Is he worth it?  Absolutely.  To the Yankees, Red Sox, or Cubs.  Whether or not Mauer can justify the type of contract that the Twins are dropping on him is going to depend heavily on how well his team around him performs, as ESPN’s Rob Neyer pointed out on Brian Kenny’s radio show last night.

While I prepare my position, why don’t you try to answer this hypothetical question: what is the dollar value of a World Series championship to the Minnesota Twins?  Literally: if the Twins could buy a world series title, how much would they pay for it?  This is not an open-market hypothetical, but rather, an even trade between the MLB and one of it’s clubs.  If the team’s payroll runs in the $70-$100 million range, it’s obviously worth more than that.  That’s just the amount the team can spend in order to do baseball-related business for a year.  The reason team’s have payrolls is because they are trying to chase playoff wins and titles within financial reason.  All teams (owners) would be willing to go in excess of their budget for playoff appearences, and most would be willing to go in excess of that for wins, but you can’t guarantee your organization anything by spending for the sake of spending.  If you could, like you can here: would you pay double your payroll?  Triple?  Quadruple?  All are reasonable answers.

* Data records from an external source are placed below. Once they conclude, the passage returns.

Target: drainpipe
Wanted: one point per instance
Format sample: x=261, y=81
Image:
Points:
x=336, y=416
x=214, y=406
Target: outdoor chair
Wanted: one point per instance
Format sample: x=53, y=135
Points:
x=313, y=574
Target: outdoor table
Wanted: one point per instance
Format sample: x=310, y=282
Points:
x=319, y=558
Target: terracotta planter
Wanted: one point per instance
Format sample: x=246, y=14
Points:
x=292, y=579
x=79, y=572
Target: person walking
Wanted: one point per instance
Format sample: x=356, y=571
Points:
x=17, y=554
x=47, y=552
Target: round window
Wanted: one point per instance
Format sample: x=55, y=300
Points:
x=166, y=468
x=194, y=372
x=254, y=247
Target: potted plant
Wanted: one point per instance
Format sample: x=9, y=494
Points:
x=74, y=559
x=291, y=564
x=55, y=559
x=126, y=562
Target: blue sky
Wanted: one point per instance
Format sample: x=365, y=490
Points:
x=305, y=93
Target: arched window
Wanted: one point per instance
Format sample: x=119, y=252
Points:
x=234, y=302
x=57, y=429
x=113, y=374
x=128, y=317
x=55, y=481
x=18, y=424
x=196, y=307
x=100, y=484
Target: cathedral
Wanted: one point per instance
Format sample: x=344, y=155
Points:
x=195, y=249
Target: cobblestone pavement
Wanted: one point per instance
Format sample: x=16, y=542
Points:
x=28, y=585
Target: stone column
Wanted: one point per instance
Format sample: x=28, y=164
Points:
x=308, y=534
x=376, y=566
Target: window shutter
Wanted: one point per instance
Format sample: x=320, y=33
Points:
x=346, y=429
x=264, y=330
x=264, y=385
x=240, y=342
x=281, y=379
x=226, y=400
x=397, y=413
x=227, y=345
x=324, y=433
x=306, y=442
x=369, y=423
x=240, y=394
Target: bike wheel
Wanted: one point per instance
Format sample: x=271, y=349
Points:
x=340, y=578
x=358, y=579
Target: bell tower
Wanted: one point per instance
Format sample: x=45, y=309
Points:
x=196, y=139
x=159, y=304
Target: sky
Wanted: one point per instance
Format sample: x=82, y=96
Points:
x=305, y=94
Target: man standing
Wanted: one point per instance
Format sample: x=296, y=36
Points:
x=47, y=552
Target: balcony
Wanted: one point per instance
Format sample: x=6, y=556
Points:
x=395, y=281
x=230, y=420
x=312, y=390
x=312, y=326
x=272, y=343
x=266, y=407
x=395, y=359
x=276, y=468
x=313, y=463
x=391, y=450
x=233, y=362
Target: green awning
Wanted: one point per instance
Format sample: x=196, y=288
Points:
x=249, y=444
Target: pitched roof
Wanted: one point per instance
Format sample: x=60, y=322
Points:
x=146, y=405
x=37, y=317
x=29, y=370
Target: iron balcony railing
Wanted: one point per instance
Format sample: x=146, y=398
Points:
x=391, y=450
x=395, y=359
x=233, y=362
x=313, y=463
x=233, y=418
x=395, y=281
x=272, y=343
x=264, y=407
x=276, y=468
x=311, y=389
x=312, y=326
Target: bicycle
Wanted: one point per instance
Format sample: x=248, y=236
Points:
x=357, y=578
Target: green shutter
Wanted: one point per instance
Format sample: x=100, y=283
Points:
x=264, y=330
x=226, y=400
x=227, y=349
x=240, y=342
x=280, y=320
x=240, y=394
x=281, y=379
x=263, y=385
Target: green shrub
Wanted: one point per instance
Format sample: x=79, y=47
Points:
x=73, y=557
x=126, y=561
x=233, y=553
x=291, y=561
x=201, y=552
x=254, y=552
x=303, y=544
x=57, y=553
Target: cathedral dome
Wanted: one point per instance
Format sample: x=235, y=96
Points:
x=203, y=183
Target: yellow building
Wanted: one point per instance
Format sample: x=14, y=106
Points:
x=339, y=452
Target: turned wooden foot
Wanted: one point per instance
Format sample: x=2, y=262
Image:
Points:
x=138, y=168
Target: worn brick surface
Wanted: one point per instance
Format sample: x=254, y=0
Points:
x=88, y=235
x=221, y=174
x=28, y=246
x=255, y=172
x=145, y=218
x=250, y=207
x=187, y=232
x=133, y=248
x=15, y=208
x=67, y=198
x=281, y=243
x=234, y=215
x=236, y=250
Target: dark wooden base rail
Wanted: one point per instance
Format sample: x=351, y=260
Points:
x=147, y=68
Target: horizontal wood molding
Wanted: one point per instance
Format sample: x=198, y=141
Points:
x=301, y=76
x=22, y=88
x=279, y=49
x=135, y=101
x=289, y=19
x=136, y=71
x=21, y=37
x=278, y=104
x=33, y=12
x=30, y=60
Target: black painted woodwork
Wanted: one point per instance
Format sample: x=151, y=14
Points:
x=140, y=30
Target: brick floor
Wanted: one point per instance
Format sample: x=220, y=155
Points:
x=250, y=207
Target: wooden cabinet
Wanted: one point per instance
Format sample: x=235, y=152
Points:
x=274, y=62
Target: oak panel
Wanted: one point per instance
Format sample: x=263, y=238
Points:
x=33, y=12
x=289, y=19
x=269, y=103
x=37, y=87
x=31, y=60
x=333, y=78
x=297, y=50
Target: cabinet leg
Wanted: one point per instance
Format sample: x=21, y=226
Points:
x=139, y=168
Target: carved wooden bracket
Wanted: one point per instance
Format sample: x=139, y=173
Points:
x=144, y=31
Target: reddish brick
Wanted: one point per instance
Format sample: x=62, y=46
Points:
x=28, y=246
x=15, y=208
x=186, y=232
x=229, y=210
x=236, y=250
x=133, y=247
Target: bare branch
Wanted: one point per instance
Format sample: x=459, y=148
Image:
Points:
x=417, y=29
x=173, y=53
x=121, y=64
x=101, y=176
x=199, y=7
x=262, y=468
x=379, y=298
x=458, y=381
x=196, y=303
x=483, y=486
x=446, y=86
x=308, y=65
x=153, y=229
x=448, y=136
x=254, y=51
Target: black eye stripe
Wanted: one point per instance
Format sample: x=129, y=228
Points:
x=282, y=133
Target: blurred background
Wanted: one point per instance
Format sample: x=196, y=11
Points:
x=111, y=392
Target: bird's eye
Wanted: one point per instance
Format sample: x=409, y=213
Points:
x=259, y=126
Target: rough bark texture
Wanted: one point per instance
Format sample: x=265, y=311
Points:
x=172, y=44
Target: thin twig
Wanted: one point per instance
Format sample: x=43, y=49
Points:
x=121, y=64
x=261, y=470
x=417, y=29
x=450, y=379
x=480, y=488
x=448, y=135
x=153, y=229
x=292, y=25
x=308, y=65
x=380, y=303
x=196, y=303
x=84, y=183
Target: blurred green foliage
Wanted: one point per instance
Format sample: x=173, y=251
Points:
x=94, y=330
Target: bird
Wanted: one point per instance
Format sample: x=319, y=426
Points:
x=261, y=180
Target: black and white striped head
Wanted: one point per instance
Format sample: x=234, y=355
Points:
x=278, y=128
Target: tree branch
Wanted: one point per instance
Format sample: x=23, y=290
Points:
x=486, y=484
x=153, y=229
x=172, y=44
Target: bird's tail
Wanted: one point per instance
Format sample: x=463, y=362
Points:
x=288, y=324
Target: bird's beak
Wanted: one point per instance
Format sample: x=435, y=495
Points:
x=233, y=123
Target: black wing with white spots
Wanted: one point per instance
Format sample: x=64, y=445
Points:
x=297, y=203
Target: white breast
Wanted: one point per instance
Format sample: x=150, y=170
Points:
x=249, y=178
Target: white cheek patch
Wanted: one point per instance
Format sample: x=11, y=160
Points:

If the Twins quadrupled their payroll in a one time lump sum to by a world series title, they’d be spending about $300 million on that title.  Mind you, that doesn’t guarantee a bunch of playoff berths along the way and the revenue that comes with it, that’s just one title.

At $184 million over eight years, what are the Twins really getting if they don’t deliver a title while Mauer is here?  It’s probably safe to assume that in some years, Mauer will be the difference between the Twins missing the playoffs, and the Twins making the playoffs, in which case, his annual salary will pay for itself (by way of revenue) when that occurs.  Other years, that will not be the case, and the Twins could have been financially viable with or without Mauer.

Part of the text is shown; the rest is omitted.